A new White House directive provides a roadmap for agencies to phase out the use of paper record-keeping by the end of the decade. By Dec. 31, 2019, federal...
A new White House directive provides a roadmap for agencies to phase out the use of paper record-keeping by the end of the decade.
By Dec. 31, 2019, federal agencies will be required, “to the fullest extent possible,” to manage records electronically — including digital forms of communication, such as email — according to a directive from the Office of Management and Budget and the National Archives and Records Administration.
The new guidance comes nearly eight months after President Barack Obama issued a memo calling for agencies improve the archiving of digital records.
In a memo to the heads of agencies attached to the latest guidance, Jeffrey Zients, the acting OMB director, said updated records-management practices will bolster open government efforts and improve business processes at agencies.
Earlier deadlines loom
Ahead of the 2020 goal, the directive sets a number of incremental deadlines.
By Nov. 15, agencies must appoint a senior agency official tasked with overseeing records management. Over the next year, agencies must begin developing individual plans for meeting the 2020 deadline. Agencies should also consider digitizing existing analog records.
By 2016, agencies will be required to manage all email records — both permanent and temporary — using electronic methods. By that time, NARA plans to have already issued updated guidance for storing and disposing email records.
The new directive also requires agencies to better train staff about records-management practices, an oversight that has long plagued agencies’ record-keeping practices.
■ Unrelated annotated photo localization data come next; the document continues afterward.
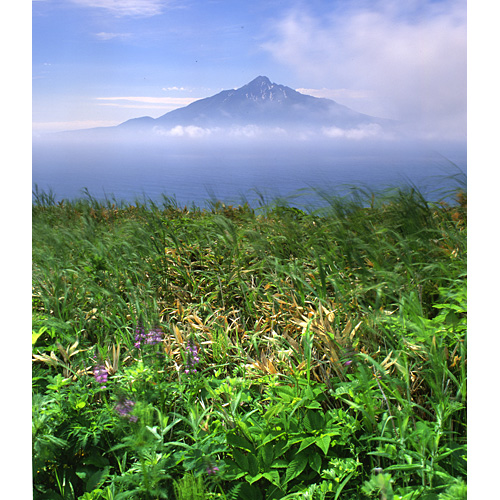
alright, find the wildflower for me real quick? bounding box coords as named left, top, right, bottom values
left=344, top=360, right=352, bottom=366
left=206, top=464, right=219, bottom=475
left=145, top=327, right=163, bottom=345
left=184, top=339, right=200, bottom=374
left=134, top=326, right=163, bottom=349
left=115, top=399, right=137, bottom=422
left=93, top=364, right=108, bottom=387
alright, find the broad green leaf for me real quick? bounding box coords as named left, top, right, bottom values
left=298, top=436, right=317, bottom=453
left=316, top=435, right=331, bottom=455
left=247, top=453, right=259, bottom=477
left=263, top=402, right=285, bottom=421
left=32, top=331, right=44, bottom=345
left=233, top=448, right=249, bottom=473
left=274, top=385, right=296, bottom=401
left=284, top=451, right=309, bottom=484
left=246, top=472, right=263, bottom=485
left=262, top=470, right=281, bottom=487
left=258, top=442, right=274, bottom=470
left=303, top=409, right=324, bottom=432
left=86, top=467, right=110, bottom=492
left=227, top=432, right=254, bottom=452
left=309, top=452, right=322, bottom=474
left=259, top=429, right=286, bottom=447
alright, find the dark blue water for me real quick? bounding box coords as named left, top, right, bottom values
left=32, top=136, right=466, bottom=208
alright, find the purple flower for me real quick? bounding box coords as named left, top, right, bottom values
left=115, top=399, right=137, bottom=422
left=134, top=326, right=163, bottom=349
left=145, top=328, right=163, bottom=345
left=206, top=464, right=219, bottom=475
left=344, top=360, right=353, bottom=366
left=93, top=364, right=108, bottom=387
left=184, top=339, right=200, bottom=374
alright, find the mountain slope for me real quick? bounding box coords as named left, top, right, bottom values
left=118, top=76, right=390, bottom=131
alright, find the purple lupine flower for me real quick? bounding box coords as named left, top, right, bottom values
left=134, top=326, right=145, bottom=349
left=184, top=339, right=200, bottom=374
left=134, top=326, right=163, bottom=349
left=145, top=328, right=163, bottom=345
left=206, top=464, right=219, bottom=475
left=115, top=399, right=137, bottom=422
left=93, top=364, right=108, bottom=387
left=344, top=360, right=353, bottom=366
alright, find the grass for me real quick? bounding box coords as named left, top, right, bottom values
left=32, top=184, right=466, bottom=499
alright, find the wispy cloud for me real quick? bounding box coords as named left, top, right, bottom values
left=322, top=124, right=387, bottom=140
left=150, top=123, right=388, bottom=142
left=93, top=32, right=132, bottom=40
left=162, top=86, right=188, bottom=91
left=96, top=96, right=199, bottom=110
left=69, top=0, right=170, bottom=17
left=155, top=125, right=214, bottom=138
left=296, top=88, right=370, bottom=101
left=263, top=0, right=466, bottom=140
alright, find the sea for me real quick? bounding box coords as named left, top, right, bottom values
left=32, top=135, right=467, bottom=209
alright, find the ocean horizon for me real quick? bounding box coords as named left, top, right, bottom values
left=32, top=136, right=466, bottom=209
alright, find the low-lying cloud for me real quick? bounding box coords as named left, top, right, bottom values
left=263, top=0, right=466, bottom=141
left=150, top=123, right=392, bottom=142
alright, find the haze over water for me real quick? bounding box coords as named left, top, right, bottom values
left=32, top=131, right=466, bottom=208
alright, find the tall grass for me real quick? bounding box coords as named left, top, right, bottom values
left=32, top=184, right=466, bottom=499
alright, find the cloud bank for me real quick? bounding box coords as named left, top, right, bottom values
left=263, top=0, right=466, bottom=141
left=69, top=0, right=170, bottom=17
left=95, top=96, right=200, bottom=111
left=149, top=123, right=392, bottom=143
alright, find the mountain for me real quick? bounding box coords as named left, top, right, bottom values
left=117, top=76, right=391, bottom=132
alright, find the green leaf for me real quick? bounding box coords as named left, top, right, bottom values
left=233, top=448, right=249, bottom=472
left=334, top=471, right=356, bottom=500
left=284, top=451, right=309, bottom=484
left=309, top=452, right=322, bottom=474
left=316, top=435, right=331, bottom=455
left=32, top=331, right=45, bottom=345
left=270, top=458, right=289, bottom=468
left=385, top=463, right=424, bottom=472
left=258, top=442, right=274, bottom=470
left=86, top=467, right=110, bottom=492
left=262, top=470, right=281, bottom=487
left=298, top=436, right=317, bottom=453
left=227, top=432, right=254, bottom=452
left=303, top=409, right=324, bottom=432
left=273, top=385, right=296, bottom=401
left=247, top=453, right=259, bottom=477
left=263, top=402, right=285, bottom=421
left=246, top=472, right=263, bottom=485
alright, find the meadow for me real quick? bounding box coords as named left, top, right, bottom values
left=32, top=184, right=467, bottom=499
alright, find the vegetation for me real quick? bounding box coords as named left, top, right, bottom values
left=32, top=184, right=466, bottom=499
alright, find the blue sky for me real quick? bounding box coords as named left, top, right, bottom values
left=32, top=0, right=467, bottom=139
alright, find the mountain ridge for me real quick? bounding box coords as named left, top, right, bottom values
left=116, top=76, right=391, bottom=131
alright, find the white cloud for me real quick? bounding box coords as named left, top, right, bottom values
left=94, top=32, right=132, bottom=40
left=296, top=88, right=370, bottom=101
left=95, top=96, right=199, bottom=110
left=162, top=86, right=188, bottom=91
left=322, top=123, right=387, bottom=140
left=149, top=124, right=387, bottom=143
left=155, top=125, right=214, bottom=138
left=263, top=0, right=466, bottom=140
left=69, top=0, right=169, bottom=17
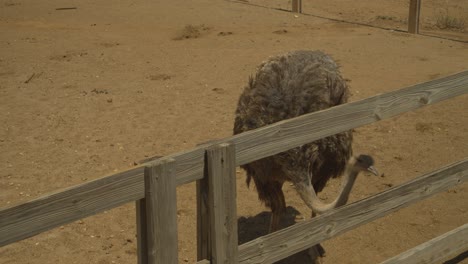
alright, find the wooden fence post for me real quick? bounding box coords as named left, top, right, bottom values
left=196, top=170, right=210, bottom=261
left=136, top=199, right=148, bottom=264
left=197, top=143, right=238, bottom=263
left=408, top=0, right=421, bottom=33
left=136, top=158, right=178, bottom=264
left=292, top=0, right=302, bottom=13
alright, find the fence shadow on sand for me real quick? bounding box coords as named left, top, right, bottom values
left=237, top=206, right=312, bottom=263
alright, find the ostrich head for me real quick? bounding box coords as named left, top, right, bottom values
left=352, top=154, right=379, bottom=176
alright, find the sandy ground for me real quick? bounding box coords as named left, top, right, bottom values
left=1, top=0, right=468, bottom=263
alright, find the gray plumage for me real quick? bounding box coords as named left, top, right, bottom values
left=233, top=50, right=353, bottom=230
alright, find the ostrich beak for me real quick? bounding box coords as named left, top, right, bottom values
left=367, top=166, right=379, bottom=176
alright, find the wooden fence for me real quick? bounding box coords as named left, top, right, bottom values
left=290, top=0, right=422, bottom=34
left=1, top=71, right=468, bottom=263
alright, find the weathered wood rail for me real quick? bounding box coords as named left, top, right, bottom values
left=238, top=159, right=468, bottom=263
left=1, top=71, right=468, bottom=263
left=381, top=223, right=468, bottom=264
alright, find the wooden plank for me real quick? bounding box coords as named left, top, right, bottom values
left=144, top=158, right=178, bottom=264
left=0, top=166, right=145, bottom=247
left=408, top=0, right=421, bottom=34
left=237, top=159, right=468, bottom=263
left=381, top=223, right=468, bottom=264
left=292, top=0, right=302, bottom=13
left=231, top=70, right=468, bottom=167
left=136, top=199, right=148, bottom=264
left=206, top=144, right=238, bottom=264
left=196, top=173, right=211, bottom=261
left=1, top=71, right=468, bottom=247
left=168, top=70, right=468, bottom=185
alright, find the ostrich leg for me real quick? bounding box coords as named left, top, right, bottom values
left=307, top=210, right=326, bottom=264
left=268, top=181, right=286, bottom=233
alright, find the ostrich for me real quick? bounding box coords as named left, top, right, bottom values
left=233, top=50, right=378, bottom=261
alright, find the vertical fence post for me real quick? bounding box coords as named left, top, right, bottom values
left=408, top=0, right=421, bottom=34
left=292, top=0, right=302, bottom=13
left=197, top=169, right=210, bottom=261
left=136, top=199, right=148, bottom=264
left=197, top=143, right=238, bottom=263
left=136, top=158, right=178, bottom=264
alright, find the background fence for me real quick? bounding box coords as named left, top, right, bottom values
left=289, top=0, right=421, bottom=33
left=1, top=71, right=468, bottom=263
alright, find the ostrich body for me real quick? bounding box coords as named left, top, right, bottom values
left=233, top=50, right=377, bottom=237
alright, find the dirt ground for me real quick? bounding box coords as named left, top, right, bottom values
left=1, top=0, right=467, bottom=263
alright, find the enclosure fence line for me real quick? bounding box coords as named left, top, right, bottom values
left=1, top=71, right=468, bottom=263
left=289, top=0, right=421, bottom=34
left=227, top=0, right=467, bottom=43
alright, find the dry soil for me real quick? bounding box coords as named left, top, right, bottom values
left=1, top=0, right=467, bottom=263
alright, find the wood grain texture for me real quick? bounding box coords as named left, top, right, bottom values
left=197, top=171, right=211, bottom=260
left=206, top=144, right=238, bottom=264
left=136, top=199, right=148, bottom=264
left=381, top=223, right=468, bottom=264
left=0, top=166, right=145, bottom=247
left=169, top=70, right=468, bottom=185
left=1, top=71, right=468, bottom=247
left=230, top=70, right=468, bottom=167
left=144, top=159, right=178, bottom=264
left=408, top=0, right=421, bottom=34
left=237, top=159, right=468, bottom=263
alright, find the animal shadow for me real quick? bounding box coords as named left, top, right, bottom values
left=443, top=250, right=468, bottom=264
left=237, top=206, right=313, bottom=263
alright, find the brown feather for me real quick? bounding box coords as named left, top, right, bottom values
left=233, top=50, right=353, bottom=208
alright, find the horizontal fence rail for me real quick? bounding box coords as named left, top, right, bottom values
left=381, top=223, right=468, bottom=264
left=238, top=158, right=468, bottom=263
left=1, top=71, right=468, bottom=247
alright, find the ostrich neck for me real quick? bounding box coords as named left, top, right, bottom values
left=331, top=168, right=359, bottom=208
left=299, top=165, right=360, bottom=214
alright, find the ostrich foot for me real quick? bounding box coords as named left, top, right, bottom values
left=308, top=244, right=326, bottom=264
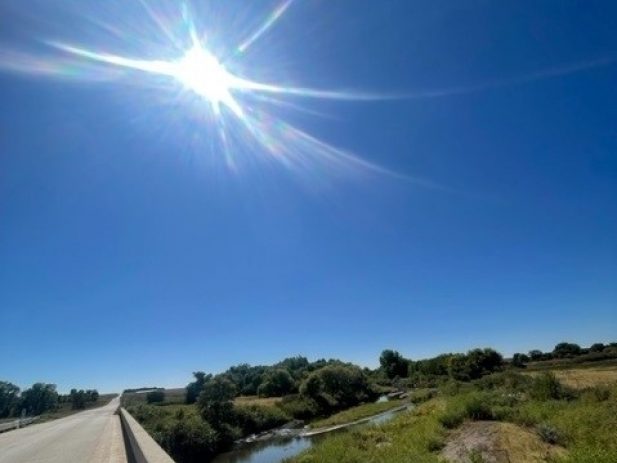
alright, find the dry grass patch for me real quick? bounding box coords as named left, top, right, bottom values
left=234, top=395, right=282, bottom=407
left=526, top=367, right=617, bottom=389
left=441, top=421, right=566, bottom=463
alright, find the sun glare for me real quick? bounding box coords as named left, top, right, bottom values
left=1, top=0, right=406, bottom=181
left=172, top=45, right=240, bottom=115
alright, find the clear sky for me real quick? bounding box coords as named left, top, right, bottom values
left=1, top=0, right=615, bottom=393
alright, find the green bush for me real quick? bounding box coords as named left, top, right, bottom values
left=408, top=388, right=436, bottom=404
left=299, top=365, right=378, bottom=412
left=158, top=416, right=220, bottom=463
left=278, top=394, right=321, bottom=420
left=580, top=385, right=611, bottom=403
left=464, top=394, right=494, bottom=420
left=234, top=404, right=290, bottom=435
left=257, top=369, right=296, bottom=397
left=475, top=371, right=532, bottom=393
left=438, top=392, right=500, bottom=428
left=146, top=390, right=165, bottom=404
left=438, top=408, right=465, bottom=428
left=529, top=372, right=573, bottom=401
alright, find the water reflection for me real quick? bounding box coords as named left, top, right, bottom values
left=212, top=435, right=313, bottom=463
left=212, top=404, right=411, bottom=463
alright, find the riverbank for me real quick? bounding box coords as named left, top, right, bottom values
left=213, top=400, right=413, bottom=463
left=285, top=371, right=617, bottom=463
left=308, top=399, right=406, bottom=429
left=230, top=397, right=410, bottom=445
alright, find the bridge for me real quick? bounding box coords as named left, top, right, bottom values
left=0, top=397, right=174, bottom=463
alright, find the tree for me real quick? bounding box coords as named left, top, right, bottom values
left=589, top=343, right=605, bottom=353
left=379, top=350, right=409, bottom=379
left=553, top=342, right=582, bottom=358
left=86, top=389, right=99, bottom=402
left=257, top=369, right=295, bottom=397
left=186, top=372, right=212, bottom=404
left=146, top=390, right=165, bottom=404
left=198, top=375, right=237, bottom=426
left=415, top=354, right=451, bottom=376
left=528, top=350, right=544, bottom=361
left=70, top=389, right=86, bottom=409
left=512, top=353, right=529, bottom=368
left=448, top=348, right=503, bottom=381
left=223, top=364, right=265, bottom=396
left=0, top=381, right=20, bottom=418
left=299, top=365, right=377, bottom=410
left=21, top=383, right=58, bottom=415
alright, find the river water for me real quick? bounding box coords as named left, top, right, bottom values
left=211, top=404, right=411, bottom=463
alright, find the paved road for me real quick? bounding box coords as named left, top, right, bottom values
left=0, top=397, right=127, bottom=463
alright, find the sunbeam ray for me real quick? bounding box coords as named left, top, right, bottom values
left=236, top=0, right=294, bottom=54
left=0, top=0, right=426, bottom=186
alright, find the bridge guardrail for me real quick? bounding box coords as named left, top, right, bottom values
left=0, top=416, right=39, bottom=433
left=118, top=407, right=175, bottom=463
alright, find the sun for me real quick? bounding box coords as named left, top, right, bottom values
left=37, top=1, right=401, bottom=180
left=171, top=44, right=243, bottom=116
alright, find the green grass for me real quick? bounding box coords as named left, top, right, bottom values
left=126, top=403, right=199, bottom=425
left=309, top=399, right=406, bottom=428
left=287, top=400, right=446, bottom=463
left=287, top=376, right=617, bottom=463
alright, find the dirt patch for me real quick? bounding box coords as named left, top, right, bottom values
left=441, top=421, right=566, bottom=463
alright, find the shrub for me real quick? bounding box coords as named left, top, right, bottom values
left=529, top=373, right=572, bottom=401
left=438, top=392, right=499, bottom=428
left=234, top=404, right=290, bottom=435
left=475, top=371, right=532, bottom=393
left=257, top=369, right=296, bottom=397
left=278, top=394, right=321, bottom=420
left=197, top=375, right=237, bottom=426
left=439, top=380, right=465, bottom=396
left=146, top=390, right=165, bottom=404
left=299, top=365, right=378, bottom=412
left=580, top=386, right=611, bottom=403
left=439, top=408, right=465, bottom=429
left=464, top=394, right=494, bottom=420
left=159, top=416, right=220, bottom=462
left=409, top=388, right=436, bottom=404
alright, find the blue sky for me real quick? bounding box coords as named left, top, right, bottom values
left=1, top=0, right=616, bottom=393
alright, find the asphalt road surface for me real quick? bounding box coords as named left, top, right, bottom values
left=0, top=396, right=127, bottom=463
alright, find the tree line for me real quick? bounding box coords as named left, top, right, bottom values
left=0, top=382, right=101, bottom=418
left=511, top=341, right=617, bottom=366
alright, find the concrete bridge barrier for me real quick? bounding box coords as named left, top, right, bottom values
left=118, top=407, right=175, bottom=463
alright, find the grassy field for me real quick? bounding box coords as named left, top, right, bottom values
left=121, top=388, right=186, bottom=407
left=39, top=393, right=118, bottom=422
left=525, top=357, right=617, bottom=371
left=287, top=370, right=617, bottom=463
left=309, top=399, right=405, bottom=428
left=122, top=390, right=285, bottom=409
left=526, top=367, right=617, bottom=389
left=234, top=395, right=282, bottom=407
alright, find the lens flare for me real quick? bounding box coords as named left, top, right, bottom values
left=0, top=1, right=424, bottom=185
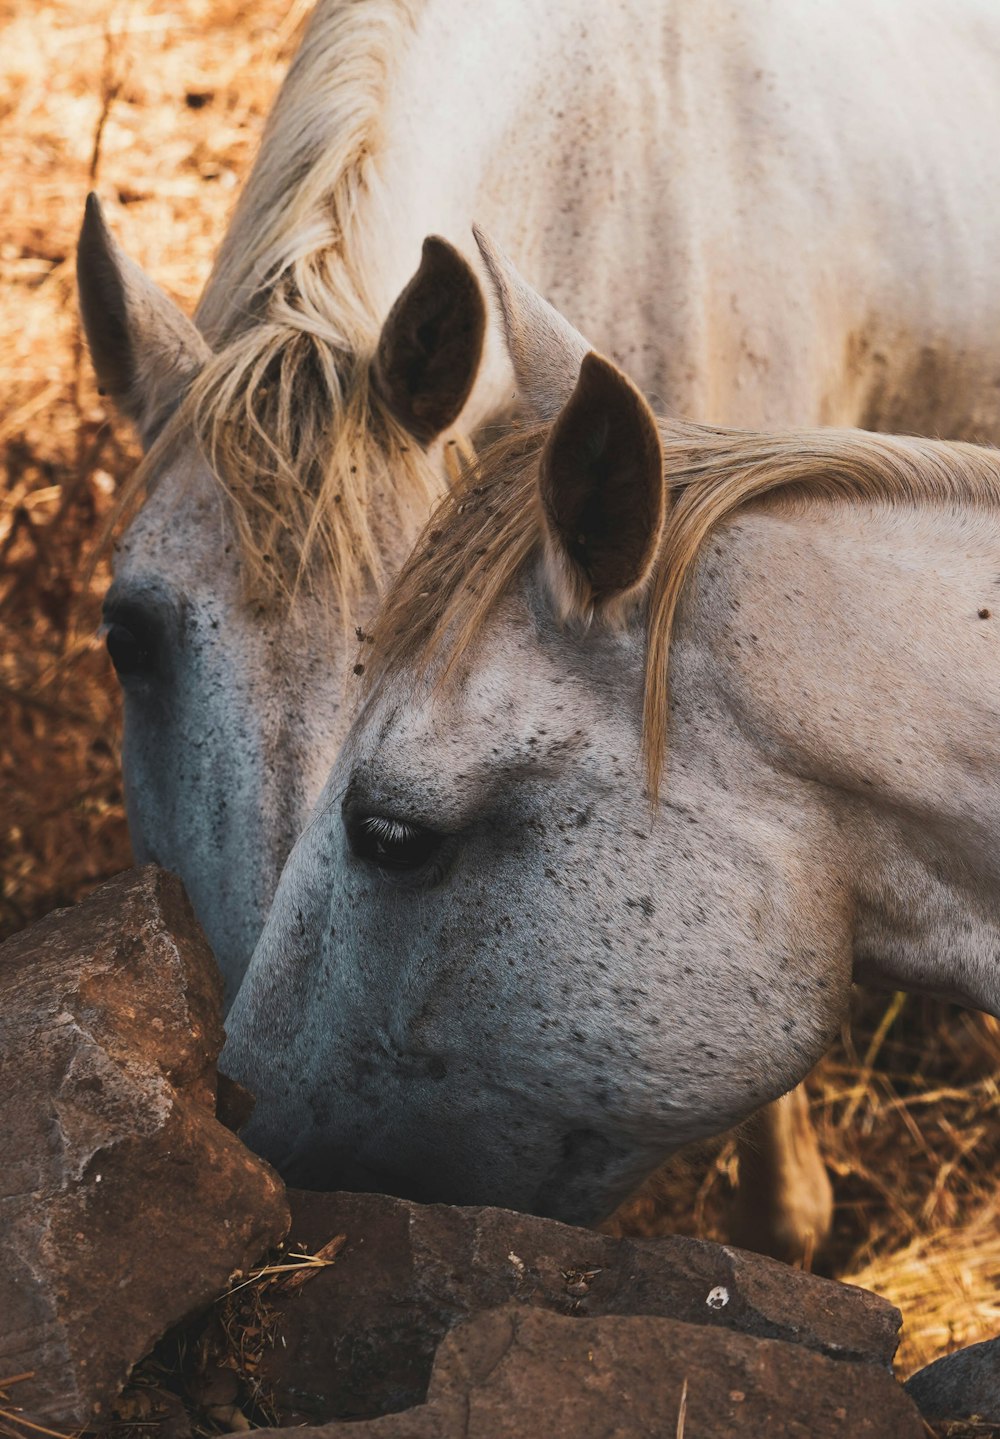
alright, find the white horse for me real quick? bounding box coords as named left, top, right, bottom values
left=79, top=0, right=1000, bottom=1257
left=222, top=243, right=1000, bottom=1231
Nearly a quarter of federal agencies surveyed by NARA in its most recent annual report didn’t provide records-management training to all senior staff.
By Dec. 31, 2014, the new guidance requires agencies to develop training for applicable employees.
NARA seeking solutions
In his memo last fall, Obama warned that the growing variety of digital communication — a “surge of information” — threatened to overwhelm the existing process for managing them.
The new directive aims for automated technologies to streamline the process and lighten the loads of records officials. The guidance directs NARA and the Federal Chief Information Officers Council to work with the private sector to develop “economically viable” solutions for better digital archiving.
NARA will also examine whether agencies’ cloud-computing systems can support records-management components.